Karena pencairan dilakukan berkala, status kepesertaan perlu dicek secara rutin agar penerima tidak tertinggal informasi. Pemeriksaan kini bisa dilakukan melalui portal resmi Cek Bansos Kemensos tanpa harus datang ke kantor dinas sosial.
Cara mengetahui status penerima PKH
Masyarakat hanya perlu menyiapkan KTP atau data identitas diri yang valid untuk melakukan pengecekan. Setelah portal terbuka, masukkan wilayah tempat tinggal dan nama lengkap sesuai kartu identitas.
Berikutnya, sistem akan meminta kode verifikasi yang tampil di layar sebelum pengguna menekan tombol Cari Data. Jika nama terdaftar, hasil pencarian akan menampilkan jenis bantuan yang diterima beserta progres pencairannya.
Syarat untuk kategori lansia dan disabilitas
Penerima PKH harus masuk dalam basis data kesejahteraan sosial pemerintah dan lolos verifikasi administrasi di tingkat daerah. Verifikasi lapangan juga dilakukan secara berkala untuk memastikan bantuan tetap tepat sasaran.
Untuk kategori lansia, batas umur minimal yang ditetapkan adalah 70 tahun. Sementara itu, prioritas bagi penyandang disabilitas diberikan kepada disabilitas berat yang membutuhkan bantuan fisik maupun sosial eksternal.
Calon penerima juga harus terdaftar dalam Data Terpadu Kesejahteraan Sosial atau DTKS. Status Keluarga Penerima Manfaat baru sah setelah seluruh proses verifikasi selesai.
Besaran bantuan PKH untuk tiap komponen
Besaran bantuan PKH berbeda sesuai komponen anggota keluarga dalam satu KPM. Pemerintah mengalokasikan dana untuk mendukung sektor kesehatan, pendidikan, dan kesejahteraan sosial.

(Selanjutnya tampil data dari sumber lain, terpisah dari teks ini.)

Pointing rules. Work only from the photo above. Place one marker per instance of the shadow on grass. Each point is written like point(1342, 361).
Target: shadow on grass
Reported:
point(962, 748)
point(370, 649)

Ibu hamil atau menyusui menerima Rp3.000.000 per tahun, begitu juga anak usia dini 0–6 tahun. Siswa SD atau sederajat mendapat Rp900.000, siswa SMP atau sederajat Rp1.500.000, dan siswa SMA atau sederajat Rp2.000.000.
Untuk lansia dan penyandang disabilitas berat, nominal bantuan yang diterima sama, yaitu Rp2.400.000 per tahun. Karena itu, dua kelompok ini tetap menjadi sasaran penting dalam penyaluran PKH bagi warga yang membutuhkan dukungan ekonomi lebih kuat.
Alasan pengecekan rutin tidak boleh diabaikan
Pemerintah terus memperbarui data kemiskinan untuk mencoret penerima yang dinilai sudah mampu secara ekonomi. Perubahan status ini bergantung pada evaluasi kondisi finansial keluarga penerima di lapangan.
Dengan pengecekan rutin, masyarakat bisa mengetahui apakah alokasi dana masih aktif atau sudah ditangguhkan. Cara ini juga membantu mengurangi risiko keterlambatan mengetahui dana bantuan yang sudah masuk ke rekening bank penyalur.